Among the Eastern Slavs, it was customary to bury such deceased along the roadsides, especially at crossroads, and also along field boundaries. In Kievan Rus', there was a pre-Christian custom of collecting the ashes of the deceased into a vessel after cremation and leaving them on roadside posts.

Despite the opposition of the church to such practices (for example, Serapion of Vladimir condemned the pagan custom of digging up the bodies of drowned or hanged people in the event of disasters, while Joseph of Volokolamsk established the practice of performing funeral rites for the "unclean" dead, founding the Bogoradny Monastery in the village of Spirovo, where they were buried), these beliefs were so deeply rooted that eventually separate cemeteries (skudelnitsy, or "paupers’ graves") appeared. These were simple plots fenced with planks or stakes.

==Folk beliefs==
In Simbirsk, there was a belief that during a drought, "one must certainly find a drunkard that the earth refuses to accept, so one must dig it up and throw it into a swamp so that rain may come." Similar accounts exist about other regions, including those where drought never occurred.
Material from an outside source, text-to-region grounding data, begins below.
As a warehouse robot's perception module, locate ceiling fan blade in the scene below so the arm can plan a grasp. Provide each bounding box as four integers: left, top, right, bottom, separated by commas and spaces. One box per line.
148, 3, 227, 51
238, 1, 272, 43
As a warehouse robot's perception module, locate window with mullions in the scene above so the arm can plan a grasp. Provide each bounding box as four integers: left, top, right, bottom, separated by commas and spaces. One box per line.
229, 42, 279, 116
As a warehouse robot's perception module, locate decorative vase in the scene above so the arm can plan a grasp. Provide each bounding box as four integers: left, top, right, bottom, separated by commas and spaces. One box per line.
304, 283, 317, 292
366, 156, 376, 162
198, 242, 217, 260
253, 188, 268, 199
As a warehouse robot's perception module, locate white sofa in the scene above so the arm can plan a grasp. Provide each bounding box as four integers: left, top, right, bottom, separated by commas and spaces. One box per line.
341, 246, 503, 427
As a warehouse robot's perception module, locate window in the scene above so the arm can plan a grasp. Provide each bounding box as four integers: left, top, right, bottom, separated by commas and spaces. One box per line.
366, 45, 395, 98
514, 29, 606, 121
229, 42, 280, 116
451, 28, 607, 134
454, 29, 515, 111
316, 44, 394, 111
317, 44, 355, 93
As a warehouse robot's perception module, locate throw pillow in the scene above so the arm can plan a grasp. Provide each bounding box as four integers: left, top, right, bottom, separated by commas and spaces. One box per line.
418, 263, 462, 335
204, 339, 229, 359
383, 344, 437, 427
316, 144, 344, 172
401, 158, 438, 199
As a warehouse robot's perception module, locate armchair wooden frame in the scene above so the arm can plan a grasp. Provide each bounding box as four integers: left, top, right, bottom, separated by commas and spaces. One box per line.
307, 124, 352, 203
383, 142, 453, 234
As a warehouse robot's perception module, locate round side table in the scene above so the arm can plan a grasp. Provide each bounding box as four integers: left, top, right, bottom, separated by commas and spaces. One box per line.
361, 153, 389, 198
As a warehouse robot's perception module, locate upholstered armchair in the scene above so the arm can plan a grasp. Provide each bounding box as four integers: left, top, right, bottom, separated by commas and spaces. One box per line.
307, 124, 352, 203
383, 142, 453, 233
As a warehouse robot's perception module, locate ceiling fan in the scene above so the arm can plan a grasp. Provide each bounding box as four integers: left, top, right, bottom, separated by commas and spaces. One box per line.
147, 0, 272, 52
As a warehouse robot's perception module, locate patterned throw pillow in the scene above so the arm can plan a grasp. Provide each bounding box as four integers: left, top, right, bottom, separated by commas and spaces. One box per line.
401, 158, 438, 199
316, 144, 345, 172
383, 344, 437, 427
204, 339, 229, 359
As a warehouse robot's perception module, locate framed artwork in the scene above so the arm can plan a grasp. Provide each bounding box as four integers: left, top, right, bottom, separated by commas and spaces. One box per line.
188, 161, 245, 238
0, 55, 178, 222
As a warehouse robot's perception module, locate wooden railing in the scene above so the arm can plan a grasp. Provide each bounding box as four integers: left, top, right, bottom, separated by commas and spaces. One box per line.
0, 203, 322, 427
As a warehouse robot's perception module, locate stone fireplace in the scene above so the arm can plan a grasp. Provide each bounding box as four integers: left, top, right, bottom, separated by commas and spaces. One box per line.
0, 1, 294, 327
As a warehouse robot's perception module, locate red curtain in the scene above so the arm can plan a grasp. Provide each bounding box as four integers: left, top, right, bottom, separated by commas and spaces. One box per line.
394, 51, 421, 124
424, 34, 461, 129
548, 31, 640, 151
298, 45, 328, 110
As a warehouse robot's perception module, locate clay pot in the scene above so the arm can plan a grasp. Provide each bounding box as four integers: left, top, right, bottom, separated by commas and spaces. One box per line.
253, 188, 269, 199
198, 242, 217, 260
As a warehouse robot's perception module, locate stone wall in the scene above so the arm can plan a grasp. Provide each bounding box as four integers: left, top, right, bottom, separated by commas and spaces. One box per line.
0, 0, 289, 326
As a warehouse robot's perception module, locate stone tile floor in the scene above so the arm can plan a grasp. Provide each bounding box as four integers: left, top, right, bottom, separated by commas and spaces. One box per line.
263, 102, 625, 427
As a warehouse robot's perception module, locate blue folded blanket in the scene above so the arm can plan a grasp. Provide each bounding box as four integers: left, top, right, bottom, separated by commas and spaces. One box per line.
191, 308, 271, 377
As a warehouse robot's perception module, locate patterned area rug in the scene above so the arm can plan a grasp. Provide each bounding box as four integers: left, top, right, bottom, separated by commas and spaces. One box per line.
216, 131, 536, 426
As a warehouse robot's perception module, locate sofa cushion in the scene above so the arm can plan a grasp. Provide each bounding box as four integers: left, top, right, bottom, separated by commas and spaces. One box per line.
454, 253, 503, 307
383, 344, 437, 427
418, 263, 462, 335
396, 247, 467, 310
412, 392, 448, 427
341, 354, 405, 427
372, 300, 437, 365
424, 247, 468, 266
Besides drought, the unclean dead were thought to cause other harm. For example, one well-known legend tells of tells of Baturk, a man who was said to have been extremely greedy. Therefore, to satisfy his greed, a passersby had to leave offerings at his burial spot, otherwise he would bring disease upon them and their livestock. Numerous other tales survive about unclean dead frightening both animals and people.

In Belarus, places of violent death were considered unclean, and passersby would throw stones, tree branches, tufts of straw, or handfuls of earth onto such places "lest the deceased chase them." Outside of Belarus, the custom of throwing objects on the grave of an unclean dead was also recorded in the Vilna, Pskov, Olonets, Saratov, Volhynia, Chernigov, Poltava and Kharkov Governorates. In the Kharkov Governorate, it was believed that throwing something on the grave of a "pawned deceased" was thereby participating in the burial and rendering the deceased proper funeral honors.

==Mythological figures==

- Rusalka — Dmitry Zelenin equated unclean dead with rusalkas. Meanwhile, Soviet ethnographer Sergei Tokarev argued that the image of the rusalka as a girl living in water, or in a field or forest, which emerged in the 18th century, combined folklore about water spirits (such as vodyanitsy, bereginyas, etc.), the unclean dead, and fertility spirits.
- Upyr — an "unclean" dead person, most often a deceased sorcerer who returned as an undead being.
- Mavka — a malevolent spirit akin to rusalkas and the Carpatho-Ukrainian "forest maidens" or female mountain spirits. It was believed that mavkas were formed from stillborn children, unbaptized infants, or those who died during Green week.